An order from BarnesAndNoble.com wasn’t delivered after 10 days, so yesterday I went to their site to find out why. I found a customer service form, and submitted it with my name, email, order number, etc. I got a confirmation page saying that the issue had been logged.

Then, today, I get this:

This is an automatically generated Delivery Status Notification. THIS IS A WARNING MESSAGE ONLY. YOU DO NOT NEED TO RESEND YOUR MESSAGE. Delivery to the following recipients has been delayed. service@barnesandnoble.com

Could it really be that a company as big as Barnes and Noble is depending on SMTP email for something as critical as their customer service system?

This notice tells me that the form just generated an SMTP email that was sent to that customer service address. Indeed, the email it generated was attached – it was my form data with User-Agent and IP tacked on (it looked suspiciously like a FrontPage WebBot email, actually).

Was it logged in a database? A CRM system? Doesn’t seem like it. It seems like Barnes and Noble honestly just dumps the form data to an email, tosses it at an SMTP server, and crosses its fingers.

Email is a fundamentally untrustworthy mechanism these days. For smaller companies and non-critical information, it’s fine.
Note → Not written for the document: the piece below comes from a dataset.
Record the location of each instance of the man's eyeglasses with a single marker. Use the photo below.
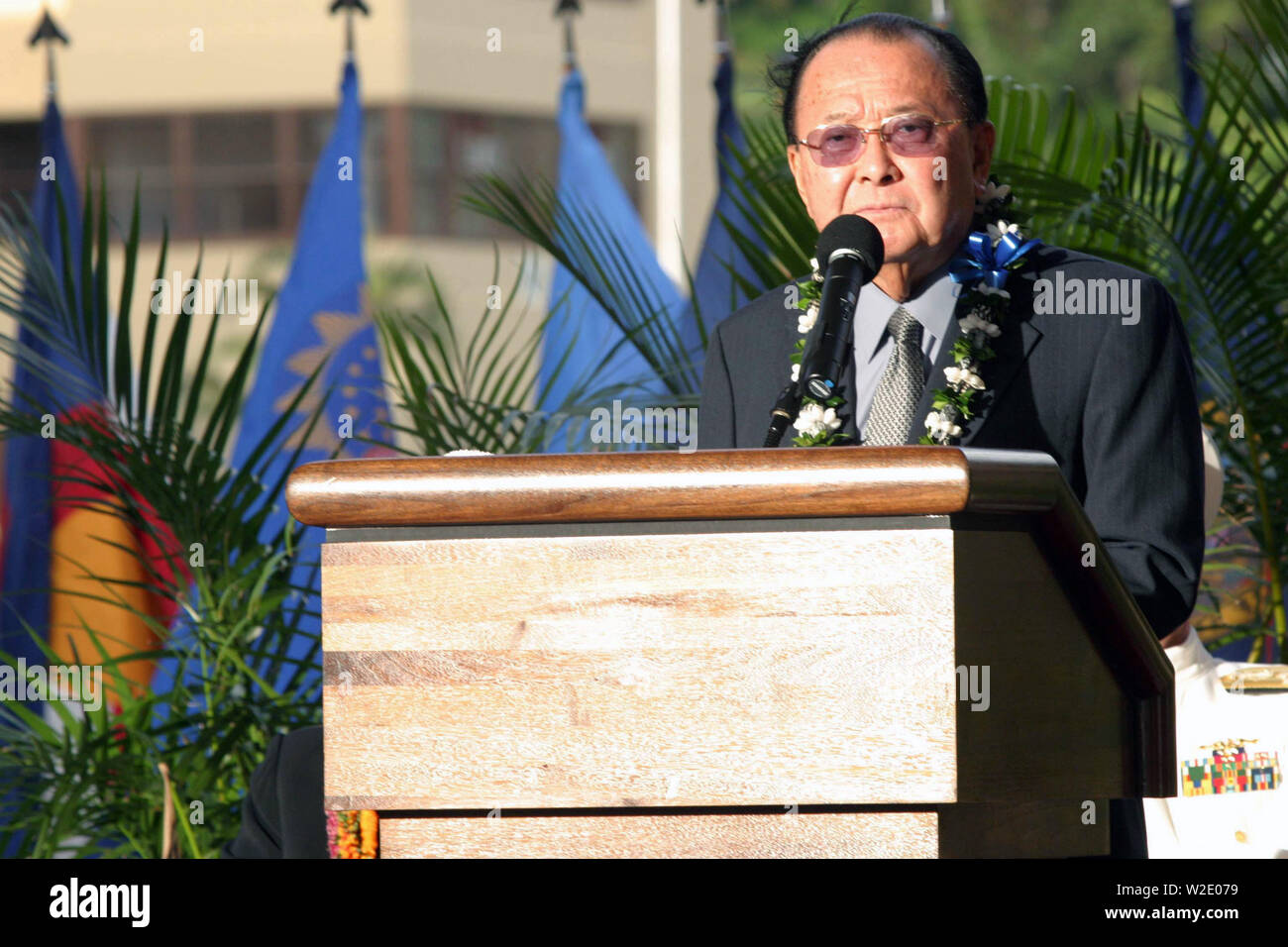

But for a Fortune 500 company to run a CRM-type application off it seems awfully risky to me, as evidenced here.

Links to this – Email Forms: Slient and Deadly January 11, 2006
I really hate email forms, from a developer perspective. Meaning, I hate forms that just email something somewhere and then forget about it. The fact is that email is a horrifically dodgy medium to do anything with. Two-and-a-half years ago, I complained about Barnes and Noble doing this. A...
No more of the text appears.